Just because I THINK something doesn’t make it true or real.
This may seem really obvious and yet how many of us forget this and act on our thinking as though it’s fact?
Work is a goldmine of opportunities for negative thoughts. Challenges to our ego, our competence, and our illusion of control occur with nauseating regularity.
When I’m at my very best, in ship shape form, and I mean emotionally and spiritually more than physically, I have a light-hearted relationship with my thinking.
Thoughts like “That just won’t work” or “I don’t think she likes me” may cross my mind and they wouldn’t get more than a passing amused noticing and a moving on to greener pastures.
However, when I’m not running so well, I can believe my thinking. It is as though my barometer for truth and reality is broken. Everything that’s passes through my brain takes on an air of certainty.
Then I behave as though the thoughts are the truth.
Let’s take the previous examples to their unfortunate conclusions.
- “That just won’t work.” If I believe this thought, I won’t give it a go, I won’t look for creative solutions, and I will probably feel disheartened even pessimistic.
- “I don’t think she likes me.” If I believe this thought, I may ignore her or be cold towards her, or I might try and manipulate her into liking me. Chances are, I will feel separate and bad about myself.
And then the self-fulfilling prophecy of the original thought comes to fruition.
We get what we think we are going to get – not because it needed to happen but because we behaved our way to the outcome.

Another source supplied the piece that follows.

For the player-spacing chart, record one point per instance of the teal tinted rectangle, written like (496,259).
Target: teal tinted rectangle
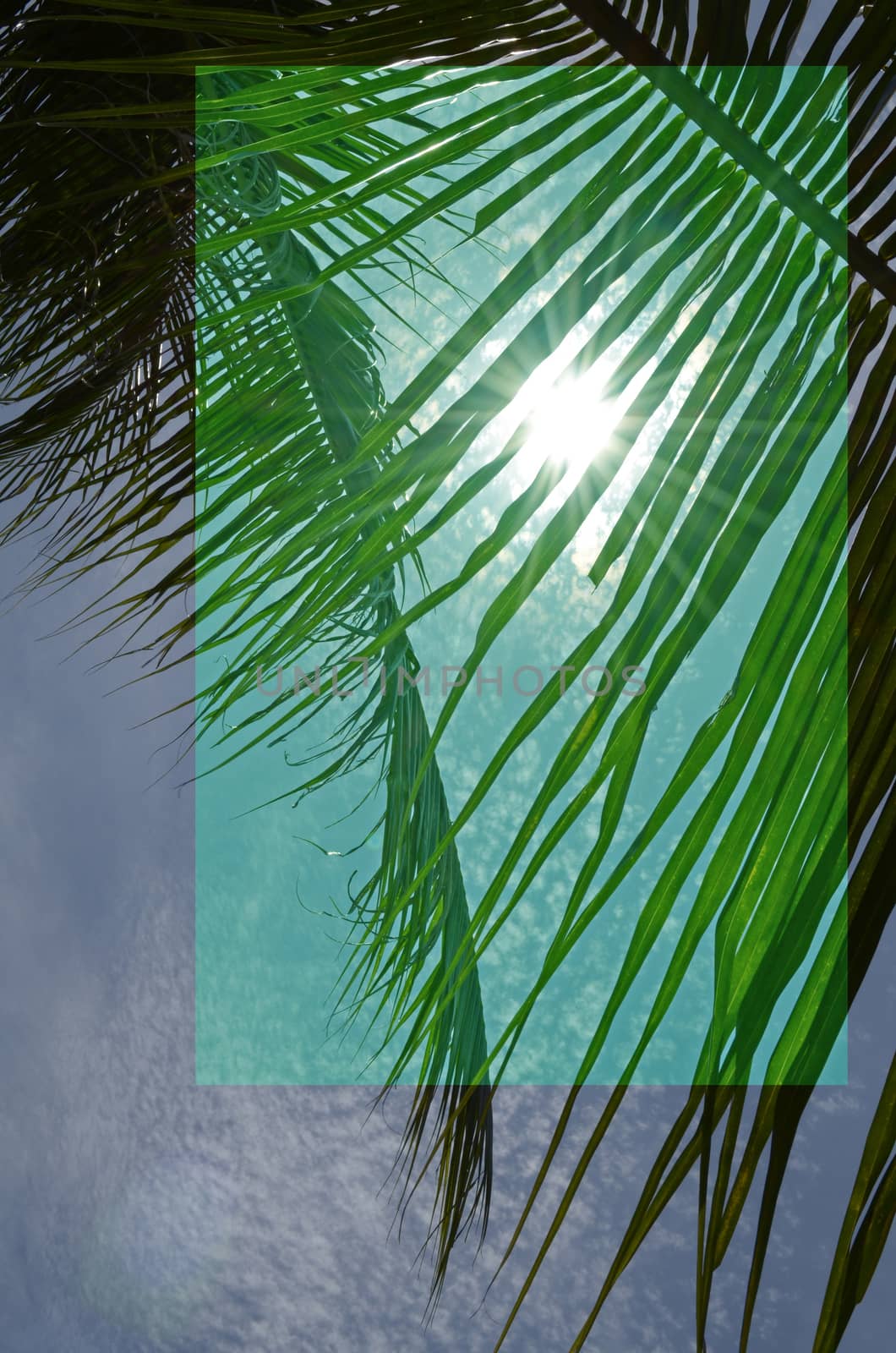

Yikes – pretty crazy stuff.
Often, underneath these random negative thoughts are some old feelings that are ripe for healing.
Distracting myself by picking up the thought like it was a crown jewel and holding onto it for dear life, will mean I miss the opportunity to feel what’s really going on.
So when I have thoughts that stop me in my tracks and invite me to believe lies, I can check out what I am feeling underneath.
Remembering that a thought is just a thought helps me see that I am so much more than my thinking. My thoughts are only a part of my make-up as a human being.
It’s so much better when I have a playful and curious attitude towards my thinking.
What is your relationship to your thinking? I’d love to hear what you have to say if you feel so moved.